Larkin produces a powerful image for the reader; the stagnant heavy heat of the English summer that transcends from the words on the page to form a palpable experience that the reader really feels. “All windows down, all cushions hot, all sense of being in a hurry gone” quickly establishes Larkin’s landscape as we acknowledge the lethargic and inert existence of his surroundings. While maintaining the sense of slothful heat that hangs through the “three-quarters-empty train”, Larkin also generates the sensation of movement as he recounts the imagery that passes by his carriage window; “wide farms… short-shadowed cattle, and canals with floatings of industrial froth”. Larkin’s writing attunes us to his senses, enabling us to feel at one with what he sees, smells and hears.

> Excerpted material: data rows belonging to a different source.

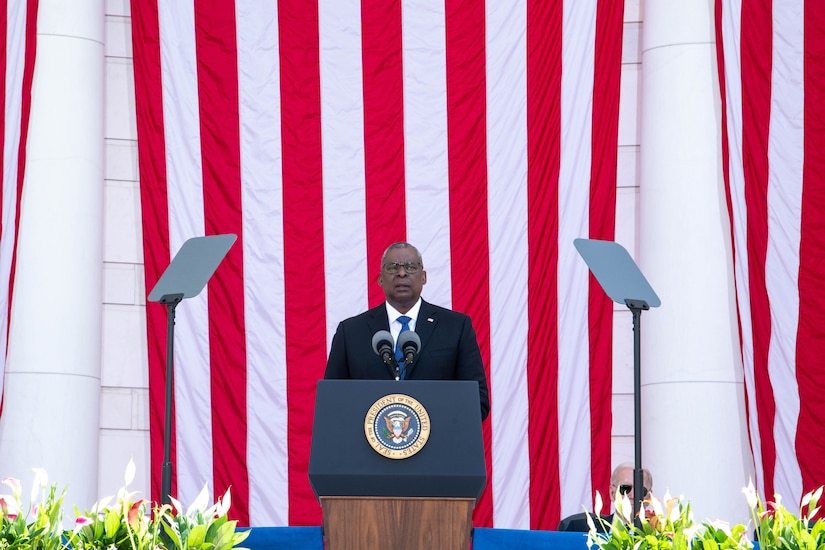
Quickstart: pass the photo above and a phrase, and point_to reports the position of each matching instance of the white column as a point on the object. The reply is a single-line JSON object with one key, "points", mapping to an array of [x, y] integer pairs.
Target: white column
{"points": [[51, 409], [694, 437]]}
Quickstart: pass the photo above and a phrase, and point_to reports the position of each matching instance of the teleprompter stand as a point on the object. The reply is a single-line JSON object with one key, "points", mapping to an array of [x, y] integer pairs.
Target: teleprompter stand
{"points": [[185, 277], [623, 282]]}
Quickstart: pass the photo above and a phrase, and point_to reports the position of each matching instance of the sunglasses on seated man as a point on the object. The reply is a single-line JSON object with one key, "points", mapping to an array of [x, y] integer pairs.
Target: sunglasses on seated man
{"points": [[625, 489]]}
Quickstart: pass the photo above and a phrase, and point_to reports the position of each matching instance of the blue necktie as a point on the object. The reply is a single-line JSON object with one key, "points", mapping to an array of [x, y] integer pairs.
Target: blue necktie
{"points": [[399, 355]]}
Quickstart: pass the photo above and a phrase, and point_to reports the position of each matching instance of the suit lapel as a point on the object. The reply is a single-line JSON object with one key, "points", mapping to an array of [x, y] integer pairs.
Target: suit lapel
{"points": [[377, 319]]}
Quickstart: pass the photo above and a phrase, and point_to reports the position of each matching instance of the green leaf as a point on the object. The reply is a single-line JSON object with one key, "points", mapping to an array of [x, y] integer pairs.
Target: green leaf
{"points": [[197, 536]]}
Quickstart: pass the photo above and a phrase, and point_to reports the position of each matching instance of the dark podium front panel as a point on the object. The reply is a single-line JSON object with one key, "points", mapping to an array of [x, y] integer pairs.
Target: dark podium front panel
{"points": [[344, 463]]}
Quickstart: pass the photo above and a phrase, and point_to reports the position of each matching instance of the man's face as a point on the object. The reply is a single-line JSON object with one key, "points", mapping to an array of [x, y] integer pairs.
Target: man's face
{"points": [[624, 485], [402, 289]]}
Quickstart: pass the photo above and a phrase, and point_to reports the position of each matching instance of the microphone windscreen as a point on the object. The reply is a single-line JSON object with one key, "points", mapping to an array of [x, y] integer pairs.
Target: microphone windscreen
{"points": [[381, 339]]}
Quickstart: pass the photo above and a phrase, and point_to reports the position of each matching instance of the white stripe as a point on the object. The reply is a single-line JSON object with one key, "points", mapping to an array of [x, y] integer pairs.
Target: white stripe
{"points": [[731, 20], [193, 407], [785, 158], [509, 265], [15, 62], [425, 142], [578, 39], [342, 141], [262, 197]]}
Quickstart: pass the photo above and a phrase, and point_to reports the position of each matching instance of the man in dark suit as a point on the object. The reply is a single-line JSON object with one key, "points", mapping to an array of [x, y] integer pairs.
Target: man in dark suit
{"points": [[449, 348], [621, 482]]}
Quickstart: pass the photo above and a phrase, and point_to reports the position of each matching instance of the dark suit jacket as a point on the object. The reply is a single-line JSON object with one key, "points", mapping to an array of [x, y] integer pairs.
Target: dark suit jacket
{"points": [[449, 349]]}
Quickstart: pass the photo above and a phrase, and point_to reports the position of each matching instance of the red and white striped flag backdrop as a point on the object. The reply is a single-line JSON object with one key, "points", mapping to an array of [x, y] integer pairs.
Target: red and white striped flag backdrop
{"points": [[320, 132], [772, 67], [18, 32]]}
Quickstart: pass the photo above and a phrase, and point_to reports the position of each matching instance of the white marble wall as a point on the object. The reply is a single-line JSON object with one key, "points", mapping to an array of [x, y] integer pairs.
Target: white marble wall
{"points": [[124, 399], [124, 412]]}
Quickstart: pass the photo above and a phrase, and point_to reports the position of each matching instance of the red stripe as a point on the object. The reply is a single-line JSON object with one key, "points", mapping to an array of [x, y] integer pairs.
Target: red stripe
{"points": [[25, 113], [154, 203], [544, 24], [303, 240], [29, 56], [383, 132], [467, 154], [811, 335], [605, 137], [4, 22], [756, 60], [217, 67]]}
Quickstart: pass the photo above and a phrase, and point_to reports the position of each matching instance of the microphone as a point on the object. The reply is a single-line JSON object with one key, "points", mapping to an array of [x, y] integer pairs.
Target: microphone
{"points": [[382, 345], [410, 344]]}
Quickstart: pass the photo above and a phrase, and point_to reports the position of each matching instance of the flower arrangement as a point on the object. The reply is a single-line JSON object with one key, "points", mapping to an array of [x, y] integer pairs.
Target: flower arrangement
{"points": [[670, 525], [124, 523]]}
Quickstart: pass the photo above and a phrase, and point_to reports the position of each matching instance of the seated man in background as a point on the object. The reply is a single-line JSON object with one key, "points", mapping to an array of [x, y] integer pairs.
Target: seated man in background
{"points": [[621, 481]]}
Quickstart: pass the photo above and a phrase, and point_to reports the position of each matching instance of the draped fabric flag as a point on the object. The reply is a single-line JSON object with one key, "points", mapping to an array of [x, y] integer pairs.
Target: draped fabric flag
{"points": [[772, 73], [18, 32], [321, 132]]}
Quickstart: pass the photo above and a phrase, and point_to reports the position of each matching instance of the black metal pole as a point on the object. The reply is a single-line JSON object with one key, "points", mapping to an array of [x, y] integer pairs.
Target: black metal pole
{"points": [[170, 301], [636, 307]]}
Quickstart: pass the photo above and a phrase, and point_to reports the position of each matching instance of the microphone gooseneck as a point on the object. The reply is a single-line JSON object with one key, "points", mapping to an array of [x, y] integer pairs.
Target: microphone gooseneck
{"points": [[382, 345]]}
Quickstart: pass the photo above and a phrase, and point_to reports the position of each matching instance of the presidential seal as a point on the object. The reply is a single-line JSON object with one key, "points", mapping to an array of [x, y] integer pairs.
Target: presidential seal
{"points": [[397, 426]]}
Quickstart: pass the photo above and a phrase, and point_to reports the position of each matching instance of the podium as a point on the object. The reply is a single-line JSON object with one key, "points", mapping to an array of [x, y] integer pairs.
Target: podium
{"points": [[397, 464]]}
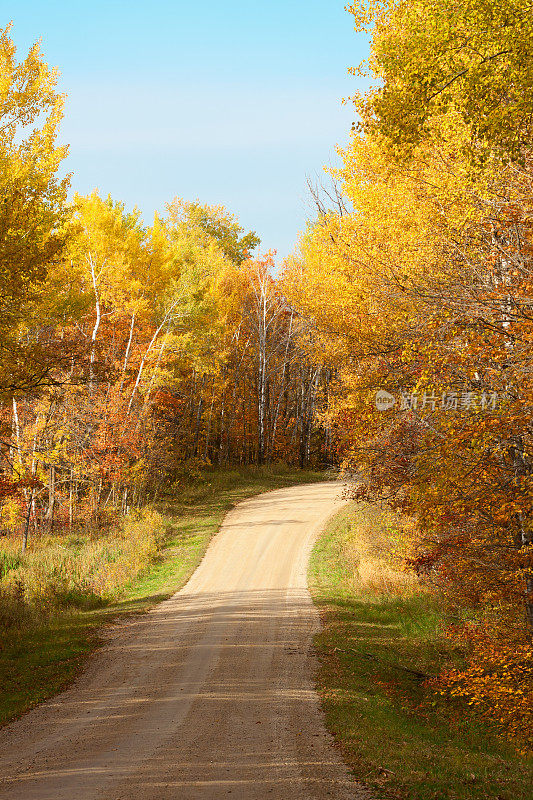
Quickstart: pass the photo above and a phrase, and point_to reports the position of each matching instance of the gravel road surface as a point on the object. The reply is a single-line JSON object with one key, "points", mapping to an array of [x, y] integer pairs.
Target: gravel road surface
{"points": [[208, 696]]}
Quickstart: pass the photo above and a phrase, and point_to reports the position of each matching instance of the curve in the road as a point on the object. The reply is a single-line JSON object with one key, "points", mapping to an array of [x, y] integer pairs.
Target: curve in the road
{"points": [[208, 696]]}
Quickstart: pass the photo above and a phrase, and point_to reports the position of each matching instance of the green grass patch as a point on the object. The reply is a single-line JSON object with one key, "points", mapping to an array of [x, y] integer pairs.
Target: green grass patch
{"points": [[381, 638], [44, 652]]}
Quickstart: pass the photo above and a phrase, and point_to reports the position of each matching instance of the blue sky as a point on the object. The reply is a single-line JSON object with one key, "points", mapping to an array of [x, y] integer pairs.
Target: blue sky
{"points": [[232, 103]]}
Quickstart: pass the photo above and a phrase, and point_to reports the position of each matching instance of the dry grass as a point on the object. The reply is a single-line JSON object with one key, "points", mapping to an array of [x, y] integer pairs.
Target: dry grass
{"points": [[374, 550], [85, 570]]}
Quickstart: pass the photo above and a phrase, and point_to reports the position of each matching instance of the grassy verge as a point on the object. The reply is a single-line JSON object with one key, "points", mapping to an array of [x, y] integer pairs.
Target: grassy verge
{"points": [[381, 638], [43, 654]]}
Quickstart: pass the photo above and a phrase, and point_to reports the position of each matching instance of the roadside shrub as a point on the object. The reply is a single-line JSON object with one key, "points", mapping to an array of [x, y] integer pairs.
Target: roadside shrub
{"points": [[83, 571]]}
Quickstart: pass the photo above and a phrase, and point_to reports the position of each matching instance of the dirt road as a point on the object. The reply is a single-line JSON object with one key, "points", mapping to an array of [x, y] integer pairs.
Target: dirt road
{"points": [[209, 695]]}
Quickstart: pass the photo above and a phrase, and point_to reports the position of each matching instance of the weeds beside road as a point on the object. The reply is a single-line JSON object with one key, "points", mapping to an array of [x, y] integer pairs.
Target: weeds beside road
{"points": [[382, 638], [54, 600]]}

“All afternoon, through the tall heat that slept for miles inland”; Larkin further develops the languid feeling as his train crawls through the English countryside in a “slow and stopping curve southwards” towards London. Without condemning what he sees, Larkin merely observes, producing a vivid panorama of his surroundings for his reader’s to indulge. As his surroundings shift, so does his tone. We gain a sense that Larkin is not impressed or very interested in the weddings that happen outside his cabin’s window. After mistaking them for something else, something far less celebratory, Larkin “went on reading”. A sense of condescension blankets his work as we recognise the upper-class, almost elitist approach he takes as he is offered a glimpse of these couples’ paramount moments. Unlike the introduction to the text which draws the reader into his own eyes, his shift in tone distances the reader from the intimate relationship that has been developed between poet and reader.
Larkin describes the reception of the Whitsun Weddings; “parodies of fashion… fathers with broad belts… mothers loud and fat… nylon gloves and jewelry-substitutes”, and paints a gauche image of the perils of the life of the working class. While the couples and families enjoy themselves at the end of a day of celebration, we perceive the author sitting on the train watching through narrowed eyes, quietly and cynically feeling a sense of disappointment as the “fresh couples [climb] aboard”.
The train crosses a frayed boundary as the rural landscape is slowly pressured more and more by the imposition of industry and forms into the outskirts of London; “poplars [casting] long shadows over major roads”. Larkin reflects on the “frail traveling coincidence” of the couples on the train, bound together by the same “farcical” moment that each have experienced on this Whitsun weekend; every marriage unique, yet every married couple identical to the pair that boarded the train at the previous town.
Larkin’s poem takes us on a journey not only through the landscapes of England, but through the lives of the very people who live in them by presenting us with a seemingly verbatim recount of the sights, smells and sounds the author experiences.